• Fernanda Fabian, 30, is non-monogamous and her partner of six years is monogamous.
  • They’ve figured out how to make their relationship work.
  • Fabian is open to closing their relationship for some time if they both feel it’s needed.

This as-told-to essay is based on a conversation with Fernanda Fabian, the host of Polycurious podcast. It has been edited for length and clarity.

My partner of six years is monogamous, while I’m non-monogamous. I’ve learned that both people don’t have to be monogamous or non-monogamous to make a relationship work.

I met my partner Seth at Burning Man in 2018. We were in the same camp of about 120 people. One night, we were at our campground after dinner. There was music playing, and we both found ourselves walking to the middle of the dance floor to introduce ourselves. We talked for 15 minutes and then decided to hang out that night. We had a very instant connection. I remember after we hung out, his friend asked him, “Why didn’t you tell me about your girlfriend?” He said, “Oh, because I just met her 15 minutes ago.” As cliché as it sounds, it felt like we’d known each other for a long time.

I brought up non-monogamy early on

The second night after we met at Burning Man, I told Seth I was non-monogamous. I told him that I had friends who were non-monogamous and that I was curious about having an open relationship. He said that he could be open to an open relationship. When he said that, I thought he was saying he would also be open on his side, but he meant that he was open to figuring out how he could support me in doing what I want, even if it’s not his thing.

After Burning Man, he headed home to San Francisco while I headed home to New York, but we stayed in touch. Two weeks later, he came to visit me in New York, and then two weeks after that, I went to visit him in San Francisco. We did long-distance for nine months, before Seth moved to New York in 2019.

About a month into our long-distance relationship, he asked me if I wanted to be his girlfriend. I thought it was cute that he asked and said, “Yes.” I realized that for him, being his girlfriend meant being exclusive. So I asked him, “Does this mean I can’t have sex with other people?” He said, “Yep, that’s what it means.” We discussed it further, and he said that he was not ready for me to date other people yet.

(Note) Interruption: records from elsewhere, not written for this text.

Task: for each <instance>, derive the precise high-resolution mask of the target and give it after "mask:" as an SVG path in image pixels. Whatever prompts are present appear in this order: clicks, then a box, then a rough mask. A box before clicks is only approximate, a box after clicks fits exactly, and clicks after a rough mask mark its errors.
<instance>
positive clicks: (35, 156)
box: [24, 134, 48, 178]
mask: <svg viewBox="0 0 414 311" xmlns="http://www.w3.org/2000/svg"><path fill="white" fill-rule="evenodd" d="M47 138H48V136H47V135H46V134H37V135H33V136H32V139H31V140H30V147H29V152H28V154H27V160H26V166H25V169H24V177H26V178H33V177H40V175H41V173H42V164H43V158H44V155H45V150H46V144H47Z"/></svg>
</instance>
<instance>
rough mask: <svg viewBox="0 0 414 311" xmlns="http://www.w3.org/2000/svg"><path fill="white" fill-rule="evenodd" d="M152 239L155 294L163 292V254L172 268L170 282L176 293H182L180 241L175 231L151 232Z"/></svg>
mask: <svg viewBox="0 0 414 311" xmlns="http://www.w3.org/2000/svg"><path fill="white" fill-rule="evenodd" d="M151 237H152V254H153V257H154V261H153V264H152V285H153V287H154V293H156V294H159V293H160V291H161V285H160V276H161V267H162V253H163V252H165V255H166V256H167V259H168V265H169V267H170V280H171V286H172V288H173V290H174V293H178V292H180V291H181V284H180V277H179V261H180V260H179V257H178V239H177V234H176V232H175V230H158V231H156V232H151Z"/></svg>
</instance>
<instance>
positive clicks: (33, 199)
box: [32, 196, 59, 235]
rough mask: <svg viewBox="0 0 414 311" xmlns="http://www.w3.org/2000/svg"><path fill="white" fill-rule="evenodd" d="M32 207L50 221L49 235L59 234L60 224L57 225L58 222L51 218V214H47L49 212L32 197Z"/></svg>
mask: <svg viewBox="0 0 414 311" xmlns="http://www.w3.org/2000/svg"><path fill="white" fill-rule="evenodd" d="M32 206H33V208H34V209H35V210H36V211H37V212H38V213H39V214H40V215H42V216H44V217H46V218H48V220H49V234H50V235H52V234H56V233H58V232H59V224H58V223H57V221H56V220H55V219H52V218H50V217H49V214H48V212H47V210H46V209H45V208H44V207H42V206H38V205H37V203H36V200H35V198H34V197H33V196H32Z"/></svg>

Around six months into the relationship, he said it was OK for me to have sex with other people, but only with people I’d already had sex with before I met him, only with people that had a partner, and only when he was away since we were long distance. A little over a year into the relationship, we got to my ideal stage of me being able to date whomever I wanted more regularly. For my dates, we started off with once a month, then once every couple of weeks. Now I have freedom, but we’ll still have a conversation if needed.

The first time I went on a date with someone else, I could tell Seth was jealous and having a hard time. I would come home wanting to connect with him either because being with someone else served as a reminder of how great Seth is, or I would have a very fun experience, sexually or otherwise, with my date and want to replicate that experience with him. But Seth found it strange that I’d want to connect with him after a date and would act a little distant at first. When we talked about it, he shared that it took him more time to shake off the feeling that I had just come back from a date with someone else.

We have a partial “Don’t Ask, Don’t Tell” system when it comes to my dates. While he knows I went on a date, I don’t share details about the date and occasionally, I’ll pretend like it didn’t happen. However, if he knows the person I’m dating, he’s always been open to allowing them over for an event or even attending an event where he knows they’ll be there. I may not share much about my dates, but it’s nice that he’s open to meeting the people I date.

My partner has the option to be non monogamous if he wants

Seth isn’t interested in a romantic or sexual connection with anyone else and hasn’t been for the past six years of our relationship, but he has the option to do so if he ever wants to. While I feel recharged by being with other people, Seth is an introvert who feels recharged by being on his own. I think his introversion is why he’s OK with our dynamic. When I come back from spending time with others, we both feel recharged and ready to reconnect.

I decided to share our dynamic with my mom’s side of the family. I’ll tell my mom about a date I went on, and she’ll say, “Don’t let Seth hear you.” I just tell her, “Mom, it’s OK; Seth knows.” My mom really likes Seth and doesn’t want me to harm our relationship by seeing other people. I didn’t tell my dad about the details of our connection until more recently, not out of fear or judgment, but because sex and relationships are not topics I’d ever previously spoken to him about.

Even though I’m non-monogamous, there are temporary periods, usually about four months, when I’m monogamous. Being non-monogamous adds to my life the ability to feel attraction and connection to a person and pursue it. But attraction and connection with others don’t always happen, and sometimes, I want to focus my energy on things other than dating.

Although I wouldn’t want to close our relationship forever if, for whatever reason, we decided that non-monogamy was no longer right, there’s always an option for us to have a conversation, and if we had to, close it for some time.